Trois mois après avoir illuminé la Croisette, le dernier film de Jacques Audiard énonce sa prophétie dans les salles. Alors on se tait et on écoute.
Reparti alourdi avec le Grand Prix du Jury du 62ième Festival de Cannes, le cinquième long-métrage de
Jacques Audiard fut incontestablement LA sensation de la Croisette pour une presse nationale qui lui aurait bien octroyé la distinction suprême au lieu d'une seconde place. Et force est de reconnaître qu'
Un Prophète n'a pas usurpé l'unanimement prestigieuse réputation dont il jouit depuis sa présentation mondiale, et méritait d'emblée la Palme d'or... pas moins. Mais passons rapidement sur cette remarque subjective aux accents de polémique inutile (le vrai scandale aurait été qu'il n'obtienne aucune récompense) pour bifurquer rapidement sur l'objet en lui-même.
Un Prophète, ou l'emprisonnement de Malik (
Tahar Rahim, comédien pas près d'être oublié), jeune arabe affligé d'une peine d'enfermement de six ans pour l'agression à l'arme blanche d'un fonctionnaire de police.
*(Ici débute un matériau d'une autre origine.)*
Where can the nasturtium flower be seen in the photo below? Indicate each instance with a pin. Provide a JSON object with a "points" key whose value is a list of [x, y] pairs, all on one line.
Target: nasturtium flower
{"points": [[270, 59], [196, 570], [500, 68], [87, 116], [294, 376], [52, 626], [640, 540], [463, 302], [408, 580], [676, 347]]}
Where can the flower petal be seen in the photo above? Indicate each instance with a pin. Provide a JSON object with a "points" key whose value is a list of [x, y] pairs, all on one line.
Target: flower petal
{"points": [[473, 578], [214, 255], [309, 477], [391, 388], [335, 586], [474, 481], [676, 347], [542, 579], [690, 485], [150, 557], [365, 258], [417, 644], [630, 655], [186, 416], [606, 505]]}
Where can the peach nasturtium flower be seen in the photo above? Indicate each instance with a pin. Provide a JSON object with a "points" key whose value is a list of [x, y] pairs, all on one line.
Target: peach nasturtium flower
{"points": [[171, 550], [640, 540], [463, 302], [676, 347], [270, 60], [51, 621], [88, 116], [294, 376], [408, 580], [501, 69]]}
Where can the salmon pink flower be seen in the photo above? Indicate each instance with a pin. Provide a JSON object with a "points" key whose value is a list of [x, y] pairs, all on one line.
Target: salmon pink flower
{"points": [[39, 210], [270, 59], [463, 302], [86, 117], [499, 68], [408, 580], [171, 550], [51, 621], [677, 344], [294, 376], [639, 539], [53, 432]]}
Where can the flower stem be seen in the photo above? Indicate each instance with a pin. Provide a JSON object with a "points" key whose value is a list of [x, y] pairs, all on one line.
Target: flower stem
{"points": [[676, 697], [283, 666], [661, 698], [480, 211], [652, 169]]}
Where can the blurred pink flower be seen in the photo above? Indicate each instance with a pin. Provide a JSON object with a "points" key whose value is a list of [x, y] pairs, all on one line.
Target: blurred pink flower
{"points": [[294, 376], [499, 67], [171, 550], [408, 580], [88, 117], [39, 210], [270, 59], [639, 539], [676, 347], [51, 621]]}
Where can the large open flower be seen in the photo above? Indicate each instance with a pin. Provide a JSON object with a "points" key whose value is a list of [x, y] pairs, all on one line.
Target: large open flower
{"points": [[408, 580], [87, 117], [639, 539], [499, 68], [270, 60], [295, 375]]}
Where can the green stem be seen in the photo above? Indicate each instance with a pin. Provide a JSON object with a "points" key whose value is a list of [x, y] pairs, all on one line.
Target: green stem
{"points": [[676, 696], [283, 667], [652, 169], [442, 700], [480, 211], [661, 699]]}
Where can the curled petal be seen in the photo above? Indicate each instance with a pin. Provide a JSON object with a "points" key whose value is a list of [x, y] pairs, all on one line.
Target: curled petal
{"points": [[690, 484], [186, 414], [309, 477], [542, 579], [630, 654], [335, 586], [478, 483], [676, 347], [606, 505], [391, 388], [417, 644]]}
Dans l'enceinte de béton et de fer, il va rapidement découvrir et les règles de la dure réalité carcérale et devoir s'y plier, sous la domination de César (Neil Arestrup transfiguré), un parrain de la mafia corse l'ayant pris pour larbin contre son gré. Ne pouvant ni faire parti du clan, ni rejoindre « ses frères » le rejetant du fait de son affiliation contre nature avec la bande adverse, le novice doit redoubler de ressources pour survivre. Et c'est là que le détenu va déployer une ingéniosité insoupçonnée et les aptitudes nécessaires qui le mèneront à se détacher peu à peu de la tutelle de son maître, pour finir par devenir l'un des chefs d'un important trafic de drogue à sa sortie. On enferme un petit délinquant et il en ressort un caïd du grand banditisme, le genre de réinsertion que n'espèrent certainement pas le gouvernement hexagonal et son administration pénitentiaire, néanmoins, la corruption et le manque d'humanisme persistant au sein de ses établissements contribuent à peser de ce côté de la balance.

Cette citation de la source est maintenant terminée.